Figure 5

Reduction of astrocytes in the Xpnpep1^−/− hippocampus. (a) Astrocytes in the hippocampal CA3 regions from 4- to 5-week-old WT (top) and Xpnpep1^−/− (bottom) mice were stained with GFAP and S100β antibodies. DAPI was used to visualize cell nuclei, and arrows indicate vacuoles. Immunofluorescence images of hippocampal CA3 regions show fewer astrocytes in Xpnpep1^−/− mice than in WT mice. (b,c) Astrocytes in the CA1 (b) and DG (c) subfields of Xpnpep1^+/+ (top) and Xpnpep1^−/− (bottom) mice are visualized. Scale bars, 50 µm (a–c). SP, stratum pyramidale; SR, stratum radiatum; SO, stratum oriens; ML, molecular layer; GL, granule cell layer. (d–f) The density of GFAP- and S100β-positive cells in the CA3, CA1, and DG regions were lower in Xpnpep1^−/− mice than in WT mice. *p < 0.05; **p < 0.01; ***p < 0.001 by Student’s t-test, n = 6 slices from 3 mice for each genotype. (g) The morphology of astrocytes and cell nuclei in the hippocampal CA3 subfield were visualized by GFAP (green) and DAPI (blue), respectively. The morphological features of reactive astrocytes, such as hypertrophy and extension of processes, were not detected in Xpnpep1^−/− astrocytes. Arrow indicates vacuole. Scale bars, 10 µm. (h) Sholl analysis of astrocyte complexity in the hippocampal CA3 subfield. n = 28 cells from 3 mice per genotype. p > 0.05 by Student’s t-test and Mann–Whitney test. (i) Representative western blots showing the expression levels of aminopeptidase P1 and GFAP in the hippocampal extracts.
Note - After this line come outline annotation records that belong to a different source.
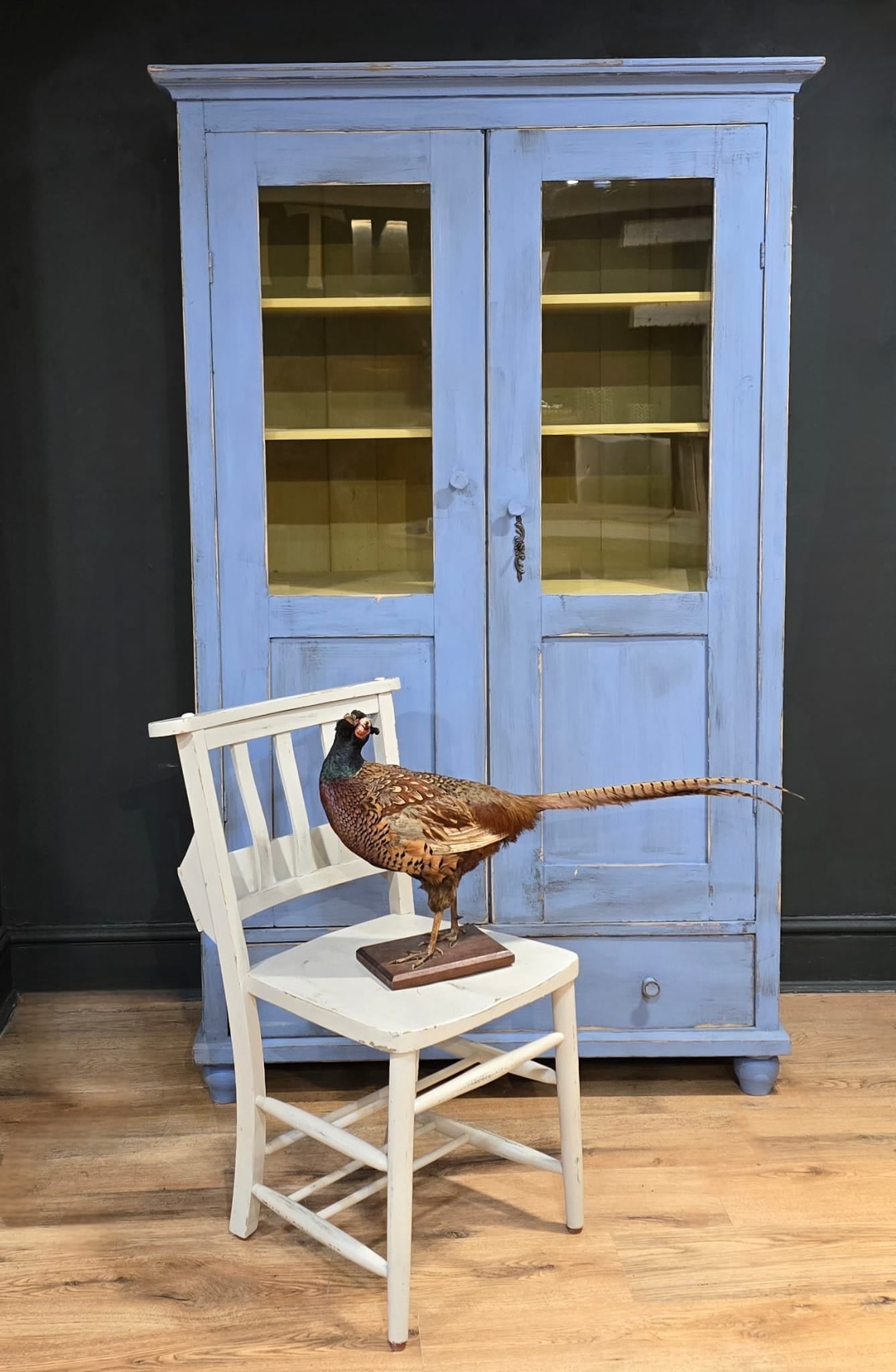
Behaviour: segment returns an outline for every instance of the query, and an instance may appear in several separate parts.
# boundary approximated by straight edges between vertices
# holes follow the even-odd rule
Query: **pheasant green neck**
[[[347,781],[349,777],[357,777],[364,767],[361,756],[364,742],[355,738],[344,741],[338,738],[324,759],[321,781]]]

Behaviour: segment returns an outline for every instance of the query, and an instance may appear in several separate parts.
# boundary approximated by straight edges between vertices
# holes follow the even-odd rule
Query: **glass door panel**
[[[491,779],[755,775],[764,126],[497,130]],[[749,805],[550,814],[499,919],[752,919]]]
[[[472,778],[486,771],[483,162],[479,132],[207,139],[222,704],[398,676],[402,759]],[[251,757],[280,836],[270,750]],[[316,731],[296,760],[321,825]],[[465,888],[482,918],[482,874]],[[262,919],[329,927],[384,914],[387,895],[370,877]]]
[[[542,586],[707,587],[714,182],[542,187]]]
[[[432,591],[429,199],[259,191],[272,594]]]

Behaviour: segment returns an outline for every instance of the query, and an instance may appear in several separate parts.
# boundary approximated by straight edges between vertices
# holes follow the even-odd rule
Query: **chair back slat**
[[[274,757],[283,783],[283,794],[287,801],[287,814],[292,827],[292,848],[296,873],[310,871],[311,858],[311,830],[307,822],[307,809],[302,793],[302,781],[295,760],[292,734],[274,735]]]
[[[265,807],[261,803],[258,786],[255,785],[255,774],[248,756],[248,744],[231,744],[231,757],[233,759],[233,772],[243,801],[243,809],[246,811],[248,831],[252,836],[257,890],[268,890],[274,884],[270,834],[268,833]]]
[[[390,911],[413,914],[410,877],[370,867],[344,847],[329,825],[310,827],[292,741],[296,730],[317,729],[325,755],[332,745],[336,722],[349,709],[361,709],[380,730],[373,737],[376,761],[398,763],[392,691],[399,689],[397,678],[380,678],[358,686],[184,715],[150,724],[150,735],[154,738],[176,737],[184,770],[195,830],[180,867],[189,908],[203,933],[215,943],[225,940],[232,945],[239,966],[248,966],[244,919],[287,900],[300,900],[344,882],[384,875],[388,882]],[[276,764],[283,785],[290,829],[276,838],[269,829],[252,770],[248,748],[252,740],[265,740],[272,745],[268,757],[270,766]],[[221,793],[214,775],[218,750],[231,753],[251,837],[247,848],[228,849]],[[280,827],[280,820],[277,825]]]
Western blotting using anti-α-tubulin antibody was performed to ensure equal protein loading and transfer, and quantification of protein levels in each sample. (j) Quantification of GFAP protein levels (right) in the Xpnpep1^+/+ (n = 4) and Xpnpep1^−/− (n = 4) hippocampus. t₍₆₎ = 4.62, **p = 0.0036 by Student’s t-test.